Specific Areas of Interest
Developmental abnormalities are studied primarily with CT because bone detail is critical to diagnosis and three-dimensional (3D) planning or craniofacial reconstruction. However, soft tissue algorithms with less beam hardening are best for 3D stereolithic model productions. These studies require CT to be done with as good a volumetric data set as possible at reasonable dose limits with little to no patient movement. Additionally, CBVCT data that are now being utilized in dentistry, including oral and maxillofacial surgery, orthodontics, periodontics, and oral and maxillofacial radiology, may now be utilized in specialized stand-alone software specific for their individual specialty needs.
MR may be used to look for associated brain anomalies or for concerns of intracranial extension or associations of congenital anomalies, especially when these are syndromic.
The evaluation of infectious and noninfectious inflammatory mandibular disease still often begins with plain films. Some patients with persistent, and especially worsening, symptoms after a course of conservative management requiring imaging will get a CT. Means of complying with reducing radiation exposure, such as CBVCT data volumes, should be considered in pediatric screening studies and multiple recurring CT examinations that may be required for certain postoperative follow-ups. Such indications might include maxillomandibular reconstructions, dental implants, and ongoing orthodontic therapy. CBVCT doses typically are ≤50% in comparison with MDCT studies, a factor producing increasing interest in CBVCT’s applications. Starburst artifacts are minimal and not as disruptive as an additional benefit (Fig. 96.1F,G).

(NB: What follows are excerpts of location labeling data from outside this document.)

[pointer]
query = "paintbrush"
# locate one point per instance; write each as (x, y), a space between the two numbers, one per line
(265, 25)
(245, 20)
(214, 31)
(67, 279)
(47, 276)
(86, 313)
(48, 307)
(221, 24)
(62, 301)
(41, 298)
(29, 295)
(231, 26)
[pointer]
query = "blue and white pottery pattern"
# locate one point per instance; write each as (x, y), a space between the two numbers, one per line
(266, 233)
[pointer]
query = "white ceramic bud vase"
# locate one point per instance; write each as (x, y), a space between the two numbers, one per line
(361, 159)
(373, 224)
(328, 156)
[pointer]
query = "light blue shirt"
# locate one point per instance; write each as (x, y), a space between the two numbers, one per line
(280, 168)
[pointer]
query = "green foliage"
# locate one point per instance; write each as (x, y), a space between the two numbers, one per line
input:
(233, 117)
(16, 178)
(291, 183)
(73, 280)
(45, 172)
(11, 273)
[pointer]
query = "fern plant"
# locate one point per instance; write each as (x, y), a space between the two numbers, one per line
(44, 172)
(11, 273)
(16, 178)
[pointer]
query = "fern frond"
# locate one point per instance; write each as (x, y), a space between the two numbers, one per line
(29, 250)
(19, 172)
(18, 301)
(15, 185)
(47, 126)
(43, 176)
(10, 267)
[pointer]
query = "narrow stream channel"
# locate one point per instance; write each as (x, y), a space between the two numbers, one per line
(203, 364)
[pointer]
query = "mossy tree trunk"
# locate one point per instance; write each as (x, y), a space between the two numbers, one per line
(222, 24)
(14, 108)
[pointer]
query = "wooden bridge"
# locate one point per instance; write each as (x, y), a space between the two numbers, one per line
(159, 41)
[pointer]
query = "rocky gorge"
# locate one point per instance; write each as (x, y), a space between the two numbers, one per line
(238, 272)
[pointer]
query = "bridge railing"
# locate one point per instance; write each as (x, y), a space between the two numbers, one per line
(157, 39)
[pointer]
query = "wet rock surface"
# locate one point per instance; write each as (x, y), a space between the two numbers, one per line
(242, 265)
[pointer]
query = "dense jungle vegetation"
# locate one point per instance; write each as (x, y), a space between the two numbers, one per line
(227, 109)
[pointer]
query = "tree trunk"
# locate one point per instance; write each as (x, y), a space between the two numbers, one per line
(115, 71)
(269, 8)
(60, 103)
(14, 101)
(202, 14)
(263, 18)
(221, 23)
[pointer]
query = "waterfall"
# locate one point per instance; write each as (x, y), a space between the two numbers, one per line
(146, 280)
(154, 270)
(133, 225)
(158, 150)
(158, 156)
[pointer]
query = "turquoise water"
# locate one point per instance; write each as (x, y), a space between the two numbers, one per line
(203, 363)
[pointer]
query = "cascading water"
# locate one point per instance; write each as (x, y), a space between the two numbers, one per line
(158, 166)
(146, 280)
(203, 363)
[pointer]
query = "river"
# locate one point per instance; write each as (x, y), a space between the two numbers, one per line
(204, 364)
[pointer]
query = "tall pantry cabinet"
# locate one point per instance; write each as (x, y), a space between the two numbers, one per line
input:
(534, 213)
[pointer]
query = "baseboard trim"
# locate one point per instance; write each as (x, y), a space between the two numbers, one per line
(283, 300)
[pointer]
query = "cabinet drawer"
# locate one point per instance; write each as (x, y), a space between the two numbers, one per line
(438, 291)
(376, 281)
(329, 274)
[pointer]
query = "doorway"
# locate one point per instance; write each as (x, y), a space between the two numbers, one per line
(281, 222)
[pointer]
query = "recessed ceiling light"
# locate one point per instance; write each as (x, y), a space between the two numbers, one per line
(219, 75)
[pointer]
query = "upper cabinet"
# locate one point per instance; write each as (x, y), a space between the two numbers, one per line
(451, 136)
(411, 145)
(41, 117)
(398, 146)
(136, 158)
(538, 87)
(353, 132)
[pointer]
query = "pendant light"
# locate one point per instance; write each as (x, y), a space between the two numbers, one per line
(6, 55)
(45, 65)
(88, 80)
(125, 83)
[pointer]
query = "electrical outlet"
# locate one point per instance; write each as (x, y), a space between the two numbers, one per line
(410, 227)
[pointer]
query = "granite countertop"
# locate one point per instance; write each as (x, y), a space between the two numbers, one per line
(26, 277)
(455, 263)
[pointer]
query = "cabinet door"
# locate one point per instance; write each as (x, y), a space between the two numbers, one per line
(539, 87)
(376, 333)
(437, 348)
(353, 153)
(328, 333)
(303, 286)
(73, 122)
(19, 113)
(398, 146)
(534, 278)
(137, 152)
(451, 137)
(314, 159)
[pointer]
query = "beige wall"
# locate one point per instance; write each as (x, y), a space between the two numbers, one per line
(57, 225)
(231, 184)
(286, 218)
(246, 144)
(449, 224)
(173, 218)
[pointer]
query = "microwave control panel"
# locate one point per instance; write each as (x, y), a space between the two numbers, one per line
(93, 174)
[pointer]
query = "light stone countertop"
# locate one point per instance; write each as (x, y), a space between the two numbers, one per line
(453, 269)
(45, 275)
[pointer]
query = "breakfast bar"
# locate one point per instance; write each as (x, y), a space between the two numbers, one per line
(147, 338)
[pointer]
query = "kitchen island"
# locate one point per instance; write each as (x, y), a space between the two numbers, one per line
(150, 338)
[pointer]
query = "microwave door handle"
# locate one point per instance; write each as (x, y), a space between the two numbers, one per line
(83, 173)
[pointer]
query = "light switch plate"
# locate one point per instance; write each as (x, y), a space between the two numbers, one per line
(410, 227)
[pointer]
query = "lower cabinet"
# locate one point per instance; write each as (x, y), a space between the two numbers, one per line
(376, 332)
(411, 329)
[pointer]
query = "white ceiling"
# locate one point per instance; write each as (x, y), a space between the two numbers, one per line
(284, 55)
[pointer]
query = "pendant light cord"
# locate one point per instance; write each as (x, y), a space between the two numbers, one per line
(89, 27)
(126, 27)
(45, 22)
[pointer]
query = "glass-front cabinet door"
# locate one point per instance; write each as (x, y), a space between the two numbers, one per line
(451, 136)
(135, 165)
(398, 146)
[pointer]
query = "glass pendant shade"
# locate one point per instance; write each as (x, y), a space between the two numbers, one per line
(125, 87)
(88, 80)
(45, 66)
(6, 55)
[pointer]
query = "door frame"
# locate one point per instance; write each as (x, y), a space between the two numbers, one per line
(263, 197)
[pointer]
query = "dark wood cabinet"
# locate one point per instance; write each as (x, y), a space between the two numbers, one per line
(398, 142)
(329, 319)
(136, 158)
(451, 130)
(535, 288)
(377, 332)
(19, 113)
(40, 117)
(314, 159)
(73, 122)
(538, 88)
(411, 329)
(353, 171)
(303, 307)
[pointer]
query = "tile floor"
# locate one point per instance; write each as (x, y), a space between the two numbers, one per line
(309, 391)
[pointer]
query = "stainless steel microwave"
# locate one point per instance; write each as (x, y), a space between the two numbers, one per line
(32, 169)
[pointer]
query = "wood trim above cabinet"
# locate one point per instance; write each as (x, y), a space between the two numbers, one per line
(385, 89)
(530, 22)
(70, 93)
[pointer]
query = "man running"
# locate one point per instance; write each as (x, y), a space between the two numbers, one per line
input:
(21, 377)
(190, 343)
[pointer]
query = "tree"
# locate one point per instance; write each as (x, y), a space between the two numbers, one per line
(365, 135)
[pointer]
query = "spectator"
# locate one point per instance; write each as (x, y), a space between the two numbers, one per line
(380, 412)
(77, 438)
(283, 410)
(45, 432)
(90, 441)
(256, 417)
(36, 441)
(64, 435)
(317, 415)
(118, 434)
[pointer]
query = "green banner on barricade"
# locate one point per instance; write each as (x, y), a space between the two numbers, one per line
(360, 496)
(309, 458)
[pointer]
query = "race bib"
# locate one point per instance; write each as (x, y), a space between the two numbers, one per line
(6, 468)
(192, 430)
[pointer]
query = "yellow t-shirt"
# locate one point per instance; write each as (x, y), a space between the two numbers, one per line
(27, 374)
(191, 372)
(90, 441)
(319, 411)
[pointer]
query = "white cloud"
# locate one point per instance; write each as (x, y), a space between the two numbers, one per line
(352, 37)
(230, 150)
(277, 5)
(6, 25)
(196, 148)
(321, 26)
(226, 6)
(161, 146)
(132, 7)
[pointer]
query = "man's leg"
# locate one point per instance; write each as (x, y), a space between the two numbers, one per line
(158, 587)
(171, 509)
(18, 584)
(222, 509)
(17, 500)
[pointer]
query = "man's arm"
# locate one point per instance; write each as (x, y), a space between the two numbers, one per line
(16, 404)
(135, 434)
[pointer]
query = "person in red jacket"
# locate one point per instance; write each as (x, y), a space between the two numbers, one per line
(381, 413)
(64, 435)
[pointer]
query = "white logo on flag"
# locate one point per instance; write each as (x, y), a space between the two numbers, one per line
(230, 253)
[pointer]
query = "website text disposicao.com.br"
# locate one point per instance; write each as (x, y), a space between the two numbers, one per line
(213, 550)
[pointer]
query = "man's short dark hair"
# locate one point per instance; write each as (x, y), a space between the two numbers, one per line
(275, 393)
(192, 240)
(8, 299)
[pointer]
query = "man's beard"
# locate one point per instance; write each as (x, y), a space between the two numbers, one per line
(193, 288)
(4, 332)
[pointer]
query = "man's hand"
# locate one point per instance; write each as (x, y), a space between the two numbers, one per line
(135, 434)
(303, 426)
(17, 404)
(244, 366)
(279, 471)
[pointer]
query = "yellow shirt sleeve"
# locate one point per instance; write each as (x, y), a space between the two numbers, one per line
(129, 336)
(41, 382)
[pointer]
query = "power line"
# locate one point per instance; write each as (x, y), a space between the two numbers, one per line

The techniques used in the evaluation of patients who are potential candidates for major craniofacial reconstruction, possibly with allograft planning, require a high-resolution volume acquisition (Fig. 96.1I). Such a study must be done in compliance with equipment used for image-guided surgery if serving surgeons using such guidance systems. Such protocols are outlined in Appendix A.
Complex inflammatory cases posing a risk for associated abscess should be studied with standard MDCT during infusion of intravenous contrast (Appendix A).
Patients with benign and malignant tumors often present with signs and symptoms identical to those of dental inflammatory disease; therefore, these patients usually have had at least dental-type plain films, non–contrast-enhanced CT, or CBVCT by the time a tumor is confirmed by biopsy. A supplemental MRI may be useful. The MR in these cases is usually focused on clarifying specific issues that may critically alter patient management, such as the extent of extramandibular involvement and presence and extent of perineural spread. MRI or CT may be most appropriate for follow-up of treated cancers; however, with MRI, early bone invasion as a sign of recurrence or persistence may go unnoticed.
If MRI, CT, or the clinical evaluation suggests a vasoformative lesion or highly vascular tumor, angiography may be done to confirm this impression. In hypervascular lesions, embolotherapy may be used as a definitive treatment or adjunct to surgical removal. This possibility must be resolved before any dental procedure is initiated.
CT has replaced plain films for evaluating patients at risk or with complex injuries. These CT studies are done with volume acquisition and MPR viewing.